Иными словами: нам хотелось бы того-то и того-то, но - вообще, у других; то
же, что делаем мы сами... Нет, не зло сдерживается добром - просто работает
мешанина культуры.

Музиль вводит даже понятие "динамической морали", требующей
непрекращающихся поисков новых решений и нравственных моделей человеческого
бытия. Герой Человека без свойств утверждает: "Прочные внутренние устои,
обеспечиваемые моралью, мало что значат для человека, воображение которого
направлено на перемены".

Этот порядок не такой прочный, каким прикидывается; любая вещь, любое
"я", любая форма, любой принцип - все ненадежно, все находится в невидимом,
но никогда не прекращающемся изменении; в нетвердом - больше будущего, чем в
твердом, и настоящее - не что иное, как гипотеза, которую ты еще не
отбросил.

...добро и зло не являются константами, а предстают функциональными
значениями.

Следом за Ф. Шлегелем Музиль полагает, что для духа человеческого
одинаково убийственно обладать системой и не иметь ее вовсе.

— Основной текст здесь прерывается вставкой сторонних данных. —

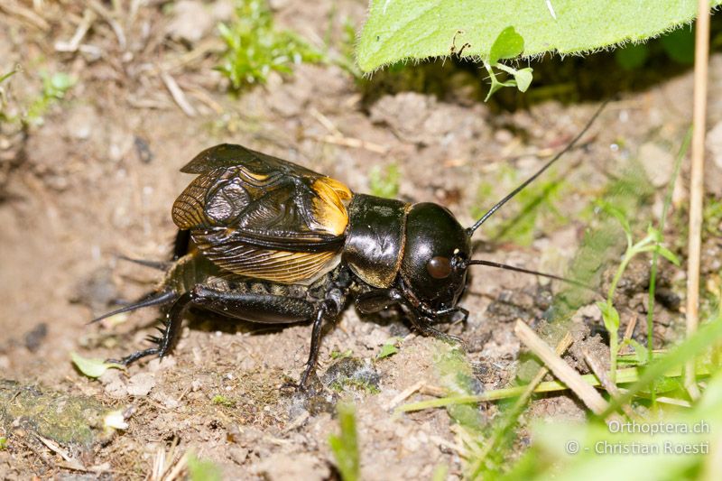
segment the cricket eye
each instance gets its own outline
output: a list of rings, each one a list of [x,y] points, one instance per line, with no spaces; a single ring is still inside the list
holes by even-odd
[[[451,274],[451,260],[449,257],[431,257],[426,263],[426,270],[434,279],[446,279]]]

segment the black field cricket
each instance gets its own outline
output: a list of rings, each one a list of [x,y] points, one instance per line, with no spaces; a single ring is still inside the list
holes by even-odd
[[[574,282],[480,259],[471,236],[499,208],[541,175],[582,132],[538,172],[470,227],[446,208],[352,192],[341,181],[240,145],[203,151],[183,169],[196,174],[172,208],[178,226],[169,263],[138,261],[165,271],[153,291],[109,316],[163,306],[155,347],[127,356],[127,365],[166,356],[190,308],[265,324],[312,321],[310,351],[299,386],[313,372],[324,320],[353,302],[362,313],[400,306],[424,335],[460,341],[435,325],[466,320],[458,305],[471,265],[509,269]]]

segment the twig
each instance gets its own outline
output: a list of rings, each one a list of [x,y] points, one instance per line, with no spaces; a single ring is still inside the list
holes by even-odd
[[[161,79],[162,79],[168,91],[171,92],[171,97],[173,97],[173,100],[175,100],[175,103],[180,107],[180,110],[190,117],[196,116],[196,109],[188,103],[185,94],[180,88],[178,87],[175,79],[167,72],[161,72]]]
[[[634,317],[634,319],[636,319],[636,317]],[[602,384],[602,386],[606,390],[609,395],[612,396],[613,398],[619,397],[619,389],[617,389],[616,384],[612,383],[612,381],[609,379],[609,376],[606,375],[606,371],[604,368],[602,368],[602,366],[599,364],[599,361],[597,359],[595,359],[594,356],[591,354],[589,354],[589,351],[587,350],[586,348],[582,348],[581,351],[582,351],[582,356],[584,356],[584,360],[587,362],[587,365],[588,365],[589,368],[592,370],[594,375],[596,375],[599,379],[599,382]],[[629,407],[629,404],[623,404],[622,411],[624,411],[625,414],[626,414],[627,417],[629,417],[630,419],[637,418],[637,415],[634,413],[634,411],[632,411],[632,408]]]
[[[581,375],[557,356],[551,347],[542,340],[529,326],[517,320],[514,331],[524,346],[542,359],[554,375],[567,384],[592,412],[599,415],[606,410],[608,404],[601,394],[585,383]]]
[[[32,10],[21,6],[14,2],[8,2],[7,0],[0,2],[0,10],[7,12],[9,15],[18,17],[25,23],[38,28],[40,30],[50,30],[51,25],[44,18],[35,14]]]
[[[524,324],[526,326],[526,324]],[[569,349],[569,346],[573,342],[573,338],[571,338],[571,334],[567,331],[561,340],[557,343],[557,347],[554,348],[554,354],[556,356],[561,356],[564,352]],[[523,393],[519,396],[519,399],[516,400],[516,402],[514,403],[514,406],[506,412],[506,417],[502,424],[494,430],[492,436],[486,439],[485,443],[484,449],[481,451],[480,455],[476,457],[476,461],[474,464],[473,468],[471,469],[471,478],[474,479],[479,474],[480,469],[484,466],[484,461],[486,459],[486,457],[496,448],[499,440],[502,439],[502,435],[509,429],[509,426],[514,422],[519,414],[522,412],[522,410],[524,409],[529,399],[532,397],[532,394],[534,393],[534,389],[539,385],[544,376],[549,374],[549,368],[546,365],[542,365],[539,368],[536,373],[536,375],[532,379],[532,381],[526,385],[526,389],[524,390]]]
[[[65,462],[68,463],[65,466],[65,467],[68,467],[69,469],[75,469],[76,471],[88,471],[88,468],[85,466],[83,466],[83,464],[80,461],[79,461],[75,458],[72,458],[69,454],[68,454],[68,452],[65,449],[60,448],[58,443],[47,438],[43,438],[40,434],[37,433],[33,434],[35,435],[35,438],[37,438],[38,440],[41,441],[42,444],[47,446],[50,450],[51,450],[56,454],[59,454],[60,458],[65,459]]]
[[[687,260],[687,337],[699,324],[699,259],[702,250],[702,201],[704,191],[707,78],[709,57],[709,2],[698,0],[692,110],[692,171],[690,178],[690,238]],[[695,382],[694,359],[686,365],[684,385],[693,400],[699,397]]]
[[[338,130],[338,127],[337,127],[336,125],[334,125],[334,123],[331,122],[331,119],[329,119],[329,117],[319,112],[315,107],[310,107],[310,115],[313,116],[313,118],[318,120],[319,124],[323,125],[324,128],[326,128],[326,130],[328,130],[331,135],[333,135],[334,137],[344,136],[343,133],[340,130]]]

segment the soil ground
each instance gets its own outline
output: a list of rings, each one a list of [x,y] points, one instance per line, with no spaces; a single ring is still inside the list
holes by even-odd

Р. Музиль: "Моей моралью, видимо, всегда была та, которую я в первом
томе [Человека без свойств] охарактеризовал как своего рода джентльменскую
мораль. Безупречный в повседневности - но над всем этим более высокий
имморализм. Сейчас, однако, подошла пора делать выбор. Это, конечно,
действие нашего века, обучающего нас азам истории".

Эстетика для Музиля не существует без этики, - и одна магия слов не
дает ему удовлетворения. Более того, чем последовательней Музиль
придерживается логической строгости в своих утопиях, тем неумолимей идут они
к сокрушительному концу. И камень преткновения - именно этика. Герои Музиля
в конечном счете мечтают о всеобъемлющей любви - к ближнему, ко всем людям,
- но свои утопии они строят все-таки на отрицании всего наличного мира как

    665



абсолютно буржуазного. Этику альтруизма они пытаются вывести из
радикально-индивидуалистической посылки, и это порождает мучительный надлом
в сознании и самих героев, и их творца - писателя Музиля.

Для Ульриха мораль - не навязанная мудрость, а бесконечная совокупность
возможностей жить. Он верит в мораль, не веря в какую-то заданную,
определенную мораль. Рядом с абсолютной этикой существует личностная,
страстная, заинтересованная, подвижническая. Для Ульриха нравственность -
фантазийна, многообразна (но не произвольна!). Возможно, за этим кроется
некая релятивность или хаотическая неопределенность, но это справедливо лишь
для низших культурных стадий. На верхних же непреклонная нравственность
равна фанатизму. Высокая культура сама по себе - нравственность.

Как многие выдающиеся современники - Людвиг Витгенштейн, Карл Краус,
Франц Кафка, Отто Вайнингер, Музиль му-чится в поиске нравственного
абсолюта, стремится собственной жизнью подтвердить истинность обретенных
этических идей, но все больше осознает неразрешимость задачи...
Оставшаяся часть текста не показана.